A Wincon Security guard assisting a resident

The lobby is quiet at 7 am. The first tenants are already moving through the doors. Deliveries start stacking up. A contractor needs access. Someone reports a damaged door closer. On paper, this is routine. In real life, it only works if the right people show up, on time, every shift. That is why the changes happening in Canada’s immigration system, especially around international students, are landing directly on the security industry and on the properties we support.

What is changing in Canada right now

The federal government has put a cap on international study permits and tied it to provincial and territorial allocations. For 2026, IRCC expects to issue up to 408,000 study permits in total, including 155,000 for newly arriving students and 253,000 extensions. That is lower than the 2025 target of 437,000.

This sits inside a broader plan to slow the growth of temporary resident numbers. In the 2026 to 2028 levels plan, the government set targets for new temporary resident arrivals of international students and temporary foreign workers of 385,000 in 2026, then 370,000 in 2027 and 2028, and an objective of reducing the temporary resident share to less than five per cent by the end of 2027.

Why international students matter to the security labour pool

In the security industry, international students have often filled the hard to staff parts of schedules. Think evenings, weekends, overnight coverage, and short notice callouts. Many are looking for steady part time work that fits around classes. Many bring strong customer service skills and speak multiple languages, which helps in busy mixed use sites.

The issue is not that student work disappears. It is that it becomes harder to rely on it as a stable pipeline.

Eligible international students can work up to 24 hours per week off campus during the academic term, with the ability to work full time during scheduled breaks.  That can help close gaps, but it limits how much any one person can take on during the months when properties often need consistent coverage.

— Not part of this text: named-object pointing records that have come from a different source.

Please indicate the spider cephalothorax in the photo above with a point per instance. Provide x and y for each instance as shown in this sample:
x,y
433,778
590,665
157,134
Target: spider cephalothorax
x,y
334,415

The post graduation pathway is tightening too. Eligibility for a post graduation work permit is now more closely linked to program type and field of study. IRCC has confirmed the eligible field of study list will be frozen for 2026, which provides predictability but keeps the filter in place.

What property managers will notice first

From our side of the industry, the first signs are predictable:

  • Applicant volume can drop for part time roles
  • Shift coverage gets harder in the hours nobody wants
  • Turnover rises when people juggle multiple jobs to make their hours work
  • Overtime climbs, which can lead to fatigue and weaker performance

This matters because a vacancy at a post is not just a gap in a schedule. It affects the whole building. Response times get slower. Tenant experience slips. Building staff get pulled into work that is not theirs. Small issues become bigger issues because fewer eyes are on the details.

How Wincon is addressing it

We are not lowering our standards to keep positions filled. Instead, we are tightening our process and widening our reach.

We recruit locally across more channels, with a stronger focus on candidates who can commit to stable availability. We confirm work authorization early and document it properly before anyone is placed. We keep screening consistent, including background checks, reference checks, and interviews that focus on real property scenarios, not generic questions.

We are also putting more weight on the traits that keep a site steady:

  • Reliability and attendance history
  • Clear communication and calm decision making
  • Strong report writing and attention to detail
  • Comfort working in tenant facing settings

And we invest in retention because retention is coverage. Daily site supervision and fast coaching matter more when the labour market tightens. Our field leadership reviews attendance, site feedback, and incident reporting quality so issues are handled early. If someone is struggling, we coach and retrain. If a role is not the right fit, we move fast to correct it.

What we ask from our property partners

When hiring conditions change, planning becomes a shared responsibility.

If you have seasonal pressure, special events, construction phases, or access control changes coming, early notice helps. It gives us time to build depth, schedule training, and line up qualified staff so the site is not depending on last minute calls.

Clear post orders help, too. When expectations are written and consistent, performance improves and turnover drops. That is good for everyone, including your tenants.

The bottom line

Canada’s immigration and international student policies are tightening, and that affects the service workforce. For the security industry, it shows up in the hardest shifts first.

Wincon’s approach is to stay disciplined. We recruit wider, screen carefully, train for real property conditions, supervise actively, and work with property managers early so coverage stays stable even when the labour market does not.